You’ll Always Miss Being in the Basement
We were tucked away in the corner room of a damp, musky basement.
A walking cliché, really: a handful of basically kids, working on The Next Big Thing, getting paid practically nothing, in a startup on University Ave in Palo Alto. We’d see the Facebook kids across the street dress up for their toga parties and hundred million user celebrations. Listen in on VCs courting people like us at lunch. Go to the never-ending list of meetups every week.
The founder and the CEO had done it all before in the previous boom, growing the company to billions. They knew what growth actually meant for a company; they had lived it.

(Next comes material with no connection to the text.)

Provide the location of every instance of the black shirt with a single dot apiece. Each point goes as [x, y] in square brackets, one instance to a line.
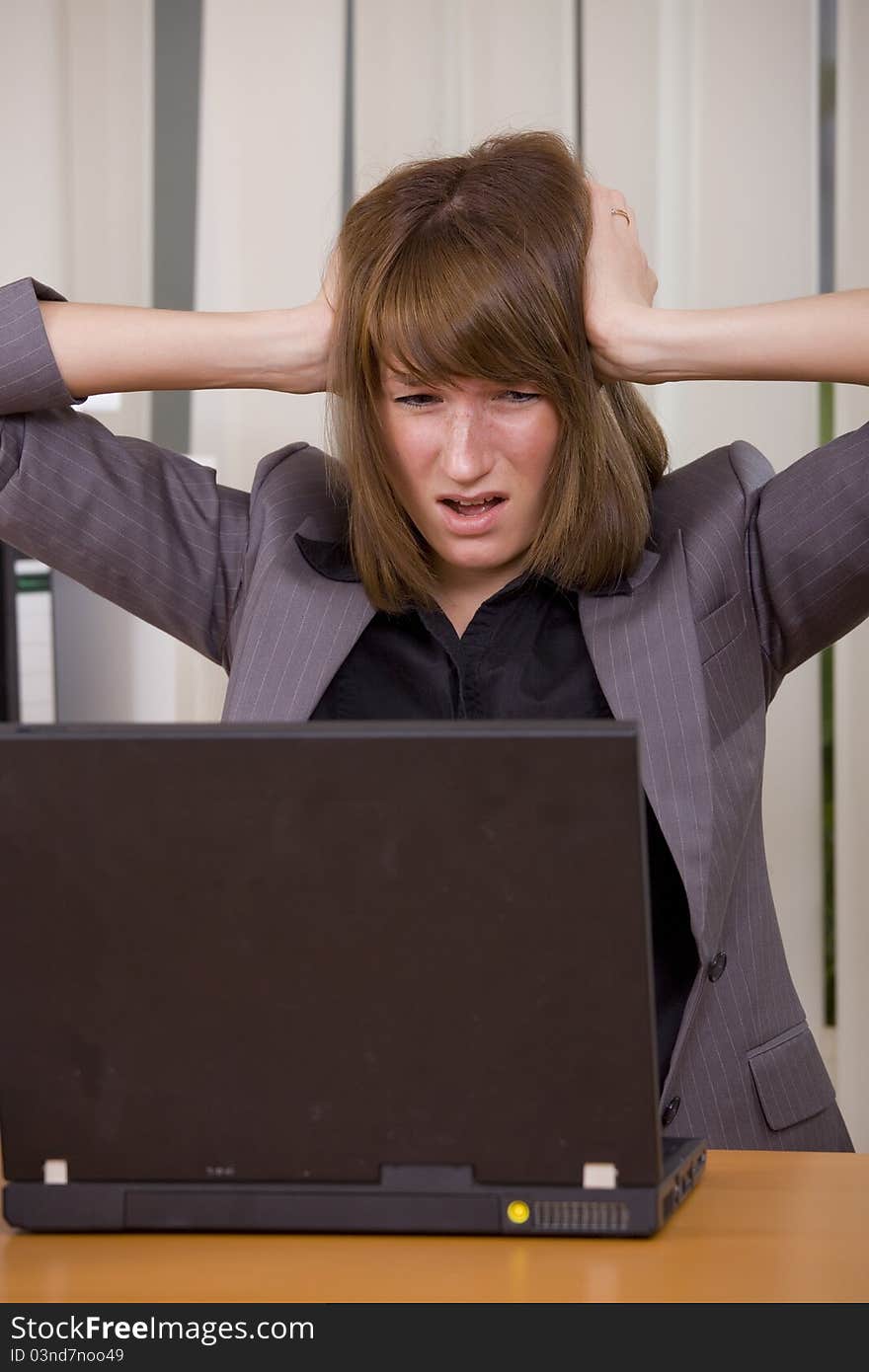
[521, 656]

One day, in-between talking about our obviously bright and inevitable future and where we wanted to take the fledgling company, the founder stopped and said something that sounded like a lightning bolt to me, even back then:
One day this company will get huge. You’ll help hire your replacements, and they’ll hire still more people under them. We’ll be making tons of money, we’ll IPO, we’ll be famous, we’ll move into bigger and better offices.
As great as that’s going to be, I guarantee you one thing: you’re always going to miss being down in this basement, with these people.
Like many things he said, this was true at face value, but it just wasn’t in the cards for our particular company itself. The company was perpetually just about to close the one massive sale that would make us rich, at least according to our sales team.
But he was right. Even now, parts of me want to be back in that basement. I want to be working with that team, on a product we thought would be the next big thing, laughing with each other on the walk to lunch. Feeling like a part of something.
Most decent companies have a basement. Even if the company isn’t successful, or rich, or famous, or doesn’t even have a physical basement, they have a basement. Even if the work itself was grueling and underappreciated… a lot of pride can come from within a team’s frustration, at times.
I’m stretching the metaphor, but money can’t buy basements. My favorite memories from my five years at GitHub are simple and cheap. Having our weekly small-sided lunchtime soccer game against Atlassian. Passionately arguing the style of music required for us to finish Pull Requests. Organizing drinks with Square back when we both could fit into one tiny bar. Debating scaling of our respective sites with Heroku friends (“it’s just a fucking Git repository, that’s easy!”, we would inevitably learn). Literally every one of our office dogs.
Look: there’s plenty to worry about in a growing company. Product, trajectory, hiring. At the end of the day, a company needs to make money. That’s how you pay the employees that contribute so much to your success.
But at some point, you’re going to want to end up back in that basement.
Probably the folly of being human, maybe. You remember the good times and forget the bad. You take to glamorous reinterpretations of history. But it’s a nice comfort nonetheless. It’s why I do things, anyway.